Aku hanya menggeleng lemah tanpa sedikitpun mengangkat wajahku dari pundaknya.
"Karena ibu tahu suatu saat nanti kau akan menjadi bintang yang paling terang dilangit, kemudian menjadi penunjuk jalan pulang bagi siapapun yang tak tahu kemana harus melangkah."
"Apa bintang Kejora itu, indah bu?"
"Sangat indah."
Tangisku perlahan mereda.
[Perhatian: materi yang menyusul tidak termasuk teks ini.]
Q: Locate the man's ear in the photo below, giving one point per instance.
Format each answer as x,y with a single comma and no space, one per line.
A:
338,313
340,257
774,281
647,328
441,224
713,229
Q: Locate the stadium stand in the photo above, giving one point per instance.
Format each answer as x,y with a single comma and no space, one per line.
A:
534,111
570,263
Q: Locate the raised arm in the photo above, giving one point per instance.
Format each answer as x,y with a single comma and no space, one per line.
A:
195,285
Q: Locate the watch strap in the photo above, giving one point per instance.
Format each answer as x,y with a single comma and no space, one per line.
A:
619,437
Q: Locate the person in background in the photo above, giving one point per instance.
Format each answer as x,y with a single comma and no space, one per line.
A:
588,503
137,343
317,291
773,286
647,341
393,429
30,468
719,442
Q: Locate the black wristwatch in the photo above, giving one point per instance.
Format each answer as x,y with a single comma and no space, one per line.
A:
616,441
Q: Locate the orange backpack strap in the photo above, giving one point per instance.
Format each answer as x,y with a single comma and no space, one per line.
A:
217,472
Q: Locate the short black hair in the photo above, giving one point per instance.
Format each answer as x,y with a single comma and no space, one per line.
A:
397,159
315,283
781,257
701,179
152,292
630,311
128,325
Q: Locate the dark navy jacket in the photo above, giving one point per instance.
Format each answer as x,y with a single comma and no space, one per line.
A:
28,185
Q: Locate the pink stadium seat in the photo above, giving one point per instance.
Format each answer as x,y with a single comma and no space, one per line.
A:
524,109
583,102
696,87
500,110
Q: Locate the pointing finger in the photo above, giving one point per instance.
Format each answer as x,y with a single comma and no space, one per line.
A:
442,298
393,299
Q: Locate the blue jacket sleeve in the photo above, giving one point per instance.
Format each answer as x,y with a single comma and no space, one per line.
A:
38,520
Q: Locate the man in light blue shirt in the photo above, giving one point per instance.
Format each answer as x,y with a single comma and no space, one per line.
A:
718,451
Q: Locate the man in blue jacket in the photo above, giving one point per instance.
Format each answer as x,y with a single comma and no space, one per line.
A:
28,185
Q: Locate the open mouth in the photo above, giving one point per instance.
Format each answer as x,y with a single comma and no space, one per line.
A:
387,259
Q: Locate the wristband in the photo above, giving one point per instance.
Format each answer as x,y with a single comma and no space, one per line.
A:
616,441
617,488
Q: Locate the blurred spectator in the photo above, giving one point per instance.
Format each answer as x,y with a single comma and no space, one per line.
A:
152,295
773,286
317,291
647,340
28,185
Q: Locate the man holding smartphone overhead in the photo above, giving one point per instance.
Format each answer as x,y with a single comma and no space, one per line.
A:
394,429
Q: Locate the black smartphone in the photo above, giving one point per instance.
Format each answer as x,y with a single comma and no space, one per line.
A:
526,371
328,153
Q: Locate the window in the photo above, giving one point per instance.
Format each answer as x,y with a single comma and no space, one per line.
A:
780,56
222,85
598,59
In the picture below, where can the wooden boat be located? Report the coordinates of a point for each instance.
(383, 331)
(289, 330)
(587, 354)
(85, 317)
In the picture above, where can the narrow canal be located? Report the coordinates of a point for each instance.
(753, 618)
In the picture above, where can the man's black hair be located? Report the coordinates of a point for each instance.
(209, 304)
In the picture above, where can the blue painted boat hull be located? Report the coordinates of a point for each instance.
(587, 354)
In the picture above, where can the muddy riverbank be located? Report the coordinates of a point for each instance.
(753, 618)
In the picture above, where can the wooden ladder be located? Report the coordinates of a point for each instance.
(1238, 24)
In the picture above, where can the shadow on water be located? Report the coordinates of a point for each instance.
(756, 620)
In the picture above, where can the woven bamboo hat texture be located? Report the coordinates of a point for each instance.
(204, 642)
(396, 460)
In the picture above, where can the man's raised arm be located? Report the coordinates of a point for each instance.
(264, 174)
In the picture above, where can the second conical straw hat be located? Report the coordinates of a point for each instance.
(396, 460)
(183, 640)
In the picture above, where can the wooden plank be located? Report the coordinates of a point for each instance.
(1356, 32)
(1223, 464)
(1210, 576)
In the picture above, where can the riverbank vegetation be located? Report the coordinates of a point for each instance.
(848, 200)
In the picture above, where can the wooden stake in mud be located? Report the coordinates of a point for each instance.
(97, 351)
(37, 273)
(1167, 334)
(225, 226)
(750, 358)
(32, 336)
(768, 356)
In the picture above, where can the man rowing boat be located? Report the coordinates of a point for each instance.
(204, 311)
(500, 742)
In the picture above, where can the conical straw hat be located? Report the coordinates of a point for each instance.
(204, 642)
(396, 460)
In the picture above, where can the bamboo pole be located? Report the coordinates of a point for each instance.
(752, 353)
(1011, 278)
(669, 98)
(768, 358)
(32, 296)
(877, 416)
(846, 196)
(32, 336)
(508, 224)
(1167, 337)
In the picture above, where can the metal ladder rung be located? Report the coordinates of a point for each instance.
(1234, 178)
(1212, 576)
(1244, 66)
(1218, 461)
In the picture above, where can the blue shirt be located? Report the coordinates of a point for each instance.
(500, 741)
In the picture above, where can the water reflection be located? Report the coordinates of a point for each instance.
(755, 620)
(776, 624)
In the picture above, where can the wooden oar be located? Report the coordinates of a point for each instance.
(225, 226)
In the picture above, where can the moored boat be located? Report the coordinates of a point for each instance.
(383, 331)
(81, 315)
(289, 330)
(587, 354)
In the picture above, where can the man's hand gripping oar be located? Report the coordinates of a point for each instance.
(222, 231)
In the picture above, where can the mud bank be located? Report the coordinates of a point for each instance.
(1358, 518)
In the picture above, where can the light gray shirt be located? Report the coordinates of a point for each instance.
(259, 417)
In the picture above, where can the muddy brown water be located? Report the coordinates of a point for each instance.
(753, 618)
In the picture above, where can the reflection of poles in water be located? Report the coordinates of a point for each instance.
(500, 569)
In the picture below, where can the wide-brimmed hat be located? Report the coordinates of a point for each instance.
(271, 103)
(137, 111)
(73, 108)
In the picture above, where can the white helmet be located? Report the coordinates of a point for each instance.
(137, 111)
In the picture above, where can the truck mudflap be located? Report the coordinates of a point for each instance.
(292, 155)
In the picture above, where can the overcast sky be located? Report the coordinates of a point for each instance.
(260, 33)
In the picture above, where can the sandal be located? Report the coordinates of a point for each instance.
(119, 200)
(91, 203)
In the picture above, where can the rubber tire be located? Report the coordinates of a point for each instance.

Aku mulai bisa mengatur nafasku yang sedari tadi tersengal.
*****
Satu persatu anak-anak itu menyiumi punggung tanganku. Perlahan aku menaiki tangga gubuk panggung tersebut. 3 buah anak tangga yang sudah kuhapal betul letaknya, sehingga aku tidak pernah lagi terjatuh seperti beberapa hari pertama aku mengajar.
"Para
khalifah, sudah siap mengaji kan hari ini? Sudah siap mencari ilmu?"
"Siiiaaaap!!"
Kukeluarkan
Al-Qur'an Braille yang kudapat dari kakak-kakak sukarelawan yang sering mengunjungi panti dulu.
"Bismillah.."
*****
"Ibu, apa betul di Surga kita bisa pinta apa saja?"
"Iya. Memang Kejora mau minta apa?"
"Kejora ingin lihat Ayah dan Bunda."
*****
"Saat senja tiba pada awal bulan juli, cobalah tengok langit sebelah barat. Walaupun belum sepenuhnya gelap, sebuah bintang cemerlang tampak cukup tinggi menggantung. Awan tipis musim kemarau ini tak mampu membendung sinarnya. Itulah bintang kejora."